At the agencies
The Congressional Budget Office (CBO) released an updated score of federal healthcare spending over the next decade which predicted that spending for people under 65 will total about $705 billion in 2017, and grow to $1.7 trillion by 2027. Net spending on healthcare for the same period will be about $9.2 trillion, which includes $4 trillion for Medicaid and the Children’s Health Insurance Program (CHIP), and another $3.9 trillion for the tax treatment of employer-sponsored coverage. CBO’s predictions assume that subsidies for individual market coverage will be $137 billion lower than earlier estimates, with four million fewer Americans expected to enroll in coverage through the exchanges.
The Centers for Medicare and Medicaid Services (CMS) has received a number of comments from concerned hospitals and providers over the agency’s proposal to further reduce funding for off-campus provider-based departments. CMS issued a proposal that would cut pay rates for physician practices that hospitals buy down to 25 percent of hospital rates in 2018. Multiple stakeholders pointed to the lack of data CMS has to justify the additional reduction in pay rates for these off-campus facilities, and asked that CMS delay further changes to the rates until they have sufficient data to inform their policymaking.
CMS announced it is seeking stakeholder input on several methodology re-evaluation items designed to enhance the overall star rating methodology. The agency recently issued a notice seeking public input on possible enhancements to the overall hospital quality star ratings and requested specific feedback on how measures should be weighted, whether certain measures should be incorporated into the star ratings and possible changes to the public reporting thresholds as well as the minimum measures. Despite the request for input, hospitals remain concerned about the overall star rating methodology.
On the Hill
The House Energy & Commerce health subcommittee unanimously passed seven bipartisan Medicare-related bills that mirror the Senate’s Creating High-Quality Results and Outcomes Necessary to Improve Chronic (CHRONIC) Care Act of 2017. The various pieces of legislation include language that will increase access to remote telemedicine services for certain stroke patients, permit telemedicine to be included as a basic benefit for Medicare Advantage enrollees, extend a Medicare demonstration program that provides a home-based primary care benefit to high-need Medicare beneficiaries with multiple chronic conditions, update civil and criminal penalties for Medicare violations and enhance reporting regarding Medicare beneficiaries’ access to diabetic testing supplies, among other items.
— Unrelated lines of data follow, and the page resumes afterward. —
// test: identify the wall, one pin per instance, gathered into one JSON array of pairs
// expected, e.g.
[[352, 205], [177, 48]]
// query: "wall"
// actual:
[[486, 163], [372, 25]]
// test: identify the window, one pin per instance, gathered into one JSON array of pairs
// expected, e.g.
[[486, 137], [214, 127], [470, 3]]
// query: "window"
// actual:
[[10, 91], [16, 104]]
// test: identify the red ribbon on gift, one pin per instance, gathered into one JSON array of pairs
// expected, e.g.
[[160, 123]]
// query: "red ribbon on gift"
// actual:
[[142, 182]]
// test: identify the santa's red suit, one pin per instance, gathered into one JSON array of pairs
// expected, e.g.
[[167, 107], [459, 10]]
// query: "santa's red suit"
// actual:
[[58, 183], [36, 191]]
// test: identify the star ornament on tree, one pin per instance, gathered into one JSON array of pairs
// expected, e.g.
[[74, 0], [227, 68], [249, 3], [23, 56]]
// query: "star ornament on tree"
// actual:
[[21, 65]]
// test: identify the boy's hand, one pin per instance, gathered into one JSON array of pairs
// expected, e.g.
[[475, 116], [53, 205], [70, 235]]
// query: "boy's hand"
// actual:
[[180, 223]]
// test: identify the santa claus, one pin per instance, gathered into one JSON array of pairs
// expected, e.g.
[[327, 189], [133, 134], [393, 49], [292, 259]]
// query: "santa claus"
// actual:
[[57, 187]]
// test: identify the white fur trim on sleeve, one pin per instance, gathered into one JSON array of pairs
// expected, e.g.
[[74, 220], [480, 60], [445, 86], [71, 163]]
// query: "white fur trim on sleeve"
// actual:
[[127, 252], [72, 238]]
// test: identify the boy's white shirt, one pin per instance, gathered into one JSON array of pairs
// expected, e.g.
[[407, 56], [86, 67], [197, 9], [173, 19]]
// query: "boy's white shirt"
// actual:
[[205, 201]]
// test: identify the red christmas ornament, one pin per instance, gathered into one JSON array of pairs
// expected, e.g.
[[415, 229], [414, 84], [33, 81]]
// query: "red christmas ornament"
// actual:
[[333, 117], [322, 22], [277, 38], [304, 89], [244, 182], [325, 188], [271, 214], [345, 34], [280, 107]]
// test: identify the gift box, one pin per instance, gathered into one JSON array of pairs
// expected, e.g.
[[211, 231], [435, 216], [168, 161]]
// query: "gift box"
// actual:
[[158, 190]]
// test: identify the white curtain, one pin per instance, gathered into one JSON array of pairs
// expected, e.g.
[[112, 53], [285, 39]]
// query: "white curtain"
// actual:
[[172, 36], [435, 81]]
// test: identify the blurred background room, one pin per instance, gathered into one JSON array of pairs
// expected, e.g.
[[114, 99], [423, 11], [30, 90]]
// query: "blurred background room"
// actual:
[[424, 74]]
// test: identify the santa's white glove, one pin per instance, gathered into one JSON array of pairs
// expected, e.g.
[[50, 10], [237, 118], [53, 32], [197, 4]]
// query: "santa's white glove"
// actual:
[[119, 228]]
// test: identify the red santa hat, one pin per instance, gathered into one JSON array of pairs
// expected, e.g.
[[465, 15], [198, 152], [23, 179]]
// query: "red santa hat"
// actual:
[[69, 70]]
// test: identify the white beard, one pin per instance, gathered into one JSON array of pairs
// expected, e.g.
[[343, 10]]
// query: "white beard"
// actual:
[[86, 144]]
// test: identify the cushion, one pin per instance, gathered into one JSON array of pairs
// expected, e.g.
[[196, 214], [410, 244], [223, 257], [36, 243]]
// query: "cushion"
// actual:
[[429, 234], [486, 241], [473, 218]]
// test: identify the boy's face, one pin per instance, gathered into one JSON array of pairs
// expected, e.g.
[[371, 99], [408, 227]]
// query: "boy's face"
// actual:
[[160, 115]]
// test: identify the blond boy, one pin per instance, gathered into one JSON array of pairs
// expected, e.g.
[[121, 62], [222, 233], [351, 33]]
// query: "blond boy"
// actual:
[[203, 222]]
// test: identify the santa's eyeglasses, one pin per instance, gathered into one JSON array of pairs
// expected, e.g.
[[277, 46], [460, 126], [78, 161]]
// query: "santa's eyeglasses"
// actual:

Leaders of the Senate Finance Committee announced a five-year deal to extend CHIP funding at an estimated cost of $8 billion. The proposal includes a phase-out of the 23 percent funding bump that was included in the Affordable Care Act, maintaining the 23 percent through 2019, then dropping the payment to 11.5 percent in 2020, and eliminating it entirely in 2021. The negotiated deal would also allow states to drop the eligibility level down to 300 percent of poverty after 2019, instead of 405 percent. Although this deal was announced by Chairman Orrin Hatch (R-UT) and Ranking Member Ron Wyden (D-OR), legislative text has not yet been introduced, and the bill will need to go through the entire legislative process in both the House and Senate. CHIP is currently authorized through 2019, but funding for the program runs out at the end of September.
The Senate Health, Education, Labor and Pensions (HELP) Committee held a series of four hearings earlier this month, emphasizing the need for individual market stabilization. As expected, hearing topics includes funding for cost-sharing subsidies and granting states increased flexibility in designing their individual health insurance markets. All experts urged Congress to provide funding for cost-sharing subsidies, noting that the uncertainty related to these payments is disrupting the market and has the potential to lead to additional increases in premiums for individuals.
Senator Bernie Sanders (I-VT) released Medicare for All legislation this week that would overhaul the existing healthcare system and guarantee coverage for hospital care and ambulatory care services, but does not include an overall financing mechanism. The proposed legislation would cut out all insurers and put all federal money for health programs besides Veterans Affairs and Indian Health Services into a Universal Medicare Trust Fund. Within four years of the effective date of this bill, everyone would be eligible for coverage and would be guaranteed nine services, including: hospital care; ambulatory patient services; primary and preventive care, including chronic care; prescription drugs, medical devices and biological products; mental health and substance use disorder care; laboratory and diagnostic services; comprehensive reproductive, maternal and infant care; pediatrics; and dental, hearing and vision care.